Le Mali et le Niger représentent des menaces pour les intérêts américains et algériens, mais aussi une opportunité de collaboration entre les États-Unis et l’Algérie. Au Mali, les deux pays partagent une préoccupation face à un réseau terroriste et criminel croissant qui perpétue l’instabilité. La présence du groupe Wagner devrait également susciter une préoccupation partagée, bien que pour des raisons différentes : pour les États-Unis en raison de la menace que le groupe représente pour les opérations militaires dans la région ; pour l’Algérie car Wagner mène des activités de contrebande et d’autres entreprises illicites qui prospèrent dans des espaces instables ou ingouvernables. Ces intérêts convergents devraient créer des opportunités pour les États-Unis et l’Algérie de travailler ensemble pour rétablir la stabilité au Mali.
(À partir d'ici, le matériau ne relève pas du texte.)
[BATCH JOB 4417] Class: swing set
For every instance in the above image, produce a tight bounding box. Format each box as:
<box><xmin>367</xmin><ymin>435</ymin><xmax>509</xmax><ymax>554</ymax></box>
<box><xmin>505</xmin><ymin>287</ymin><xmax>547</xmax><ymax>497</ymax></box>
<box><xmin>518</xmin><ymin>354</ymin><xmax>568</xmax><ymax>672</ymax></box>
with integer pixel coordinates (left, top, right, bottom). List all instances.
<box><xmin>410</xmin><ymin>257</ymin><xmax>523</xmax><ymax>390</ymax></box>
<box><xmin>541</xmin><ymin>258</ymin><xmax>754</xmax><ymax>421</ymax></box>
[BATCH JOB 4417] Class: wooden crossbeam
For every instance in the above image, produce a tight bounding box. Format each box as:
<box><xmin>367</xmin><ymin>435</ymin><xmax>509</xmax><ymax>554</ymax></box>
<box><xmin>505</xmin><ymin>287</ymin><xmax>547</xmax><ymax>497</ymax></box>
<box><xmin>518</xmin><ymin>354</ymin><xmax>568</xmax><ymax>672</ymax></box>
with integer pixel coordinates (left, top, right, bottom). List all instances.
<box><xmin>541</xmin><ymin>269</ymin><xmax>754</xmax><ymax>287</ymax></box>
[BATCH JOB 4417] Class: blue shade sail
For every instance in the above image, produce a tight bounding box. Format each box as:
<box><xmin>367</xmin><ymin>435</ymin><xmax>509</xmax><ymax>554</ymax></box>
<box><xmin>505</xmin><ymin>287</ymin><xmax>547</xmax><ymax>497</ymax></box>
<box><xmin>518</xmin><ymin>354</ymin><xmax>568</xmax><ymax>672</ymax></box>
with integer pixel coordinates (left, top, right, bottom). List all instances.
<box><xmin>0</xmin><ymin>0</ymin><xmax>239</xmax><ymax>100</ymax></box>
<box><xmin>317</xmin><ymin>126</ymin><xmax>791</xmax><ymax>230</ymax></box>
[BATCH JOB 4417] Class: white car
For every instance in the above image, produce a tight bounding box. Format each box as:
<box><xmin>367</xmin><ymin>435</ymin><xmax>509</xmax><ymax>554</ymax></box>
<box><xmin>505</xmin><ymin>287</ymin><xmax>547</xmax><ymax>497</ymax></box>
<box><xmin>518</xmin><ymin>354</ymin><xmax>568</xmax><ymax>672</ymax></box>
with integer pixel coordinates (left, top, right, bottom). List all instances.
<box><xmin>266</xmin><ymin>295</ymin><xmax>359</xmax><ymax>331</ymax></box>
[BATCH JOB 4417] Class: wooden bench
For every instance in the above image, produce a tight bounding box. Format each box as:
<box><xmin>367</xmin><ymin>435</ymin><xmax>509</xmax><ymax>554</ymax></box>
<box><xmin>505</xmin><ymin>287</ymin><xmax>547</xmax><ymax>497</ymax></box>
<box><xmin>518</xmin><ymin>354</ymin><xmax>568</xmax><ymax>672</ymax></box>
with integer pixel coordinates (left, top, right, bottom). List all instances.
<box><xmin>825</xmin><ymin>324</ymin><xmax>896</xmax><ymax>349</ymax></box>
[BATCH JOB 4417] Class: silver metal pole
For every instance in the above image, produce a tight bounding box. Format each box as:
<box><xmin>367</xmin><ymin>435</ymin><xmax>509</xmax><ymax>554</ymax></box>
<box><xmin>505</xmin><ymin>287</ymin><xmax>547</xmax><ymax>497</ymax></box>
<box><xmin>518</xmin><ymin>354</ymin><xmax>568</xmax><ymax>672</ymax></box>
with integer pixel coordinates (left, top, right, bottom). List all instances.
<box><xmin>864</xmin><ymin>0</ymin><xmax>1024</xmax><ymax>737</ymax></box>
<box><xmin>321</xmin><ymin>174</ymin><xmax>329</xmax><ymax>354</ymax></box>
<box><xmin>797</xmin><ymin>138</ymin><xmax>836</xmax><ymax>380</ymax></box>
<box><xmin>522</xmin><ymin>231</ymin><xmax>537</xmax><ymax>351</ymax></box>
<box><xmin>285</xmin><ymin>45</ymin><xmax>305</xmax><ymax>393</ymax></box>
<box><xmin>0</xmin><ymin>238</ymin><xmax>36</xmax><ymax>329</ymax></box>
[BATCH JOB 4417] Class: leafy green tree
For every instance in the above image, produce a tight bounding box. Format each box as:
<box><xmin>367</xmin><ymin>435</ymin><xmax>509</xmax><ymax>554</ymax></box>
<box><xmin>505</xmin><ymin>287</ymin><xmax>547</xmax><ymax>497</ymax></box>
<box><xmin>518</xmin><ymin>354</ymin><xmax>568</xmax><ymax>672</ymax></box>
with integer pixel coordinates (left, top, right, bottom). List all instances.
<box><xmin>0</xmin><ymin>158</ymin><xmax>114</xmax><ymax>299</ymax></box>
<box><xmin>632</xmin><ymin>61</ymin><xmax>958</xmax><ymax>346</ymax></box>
La situation au Niger est intenable tant pour l’Algérie que pour les États-Unis. La crise au Niger offre trop d’opportunités aux réseaux terroristes et criminels pour exploiter et déstabiliser la région frontalière de l’Algérie. Les États-Unis, l’Algérie et la CEDEAO devraient chercher une convergence de leurs objectifs pour contribuer à stabiliser le Niger dans l’intérêt de tous. Les questions à surveiller sont de savoir si la présence continue des forces armées américaines au Niger devient un point de friction pour l’Algérie et si l’Algérie et les États-Unis peuvent mettre de côté leurs opinions divergentes sur le Sahara occidental.